# Seawolf park Report 9/3



## texaswillie7 (Aug 25, 2016)

Fished the ship channel with live shrimp and live finger mullet, got 3 keeper trout 18 inches each, a couple 20 inch black drum, a 26 inch red drum. and a 19 inch sheeps head. Bite was from sun up 7:00 AM to 9:00 AM, fished till 2 PM and no other fish were caught by me or anyone else. If anyone wants to get out there and fish send me a message.


----------



## WillieT (Aug 25, 2010)

Very good, and welcome to 2Cool.


----------



## John_B_1 (Jan 28, 2011)

I'm surprised to see no flounder were caught. Sounds like a good time.


----------



## mertz09 (Nov 15, 2009)

John_B_1 said:


> I'm surprised to see no flounder were caught. Sounds like a good time.


Yes. And thanks for a good honest report.


----------



## texaswillie7 (Aug 25, 2016)

shaggydog said:


> Very good, and welcome to 2Cool.


Thanks man just moved to Houston from Miami.


----------



## texaswillie7 (Aug 25, 2016)

John_B_1 said:


> I'm surprised to see no flounder were caught. Sounds like a good time.


Didn't see any flounder, guess they aren't there yet.


----------



## YakPropeller (Aug 25, 2016)

Were you out on the end of the park, or on the bulkhead?

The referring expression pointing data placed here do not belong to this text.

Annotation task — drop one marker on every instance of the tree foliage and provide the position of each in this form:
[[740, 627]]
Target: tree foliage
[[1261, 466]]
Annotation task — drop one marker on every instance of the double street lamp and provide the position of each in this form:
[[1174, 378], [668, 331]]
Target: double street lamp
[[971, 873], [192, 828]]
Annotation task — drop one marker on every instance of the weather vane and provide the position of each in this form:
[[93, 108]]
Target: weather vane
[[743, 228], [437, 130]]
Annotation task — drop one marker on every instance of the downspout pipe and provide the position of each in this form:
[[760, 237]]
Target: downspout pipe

I've always done good on the Bulkhead.


----------



## texaswillie7 (Aug 25, 2016)

YakPropeller said:


> Were you out on the end of the park, or on the bulkhead?
> 
> I've always done good on the Bulkhead.


I was at the very end of the ship channel by the red marker


----------



## SaltH2oAssassin (Jan 25, 2006)

texaswillie7 said:


> Thanks man just moved to Houston from Miami.


You a Miami Dolphins fan?


----------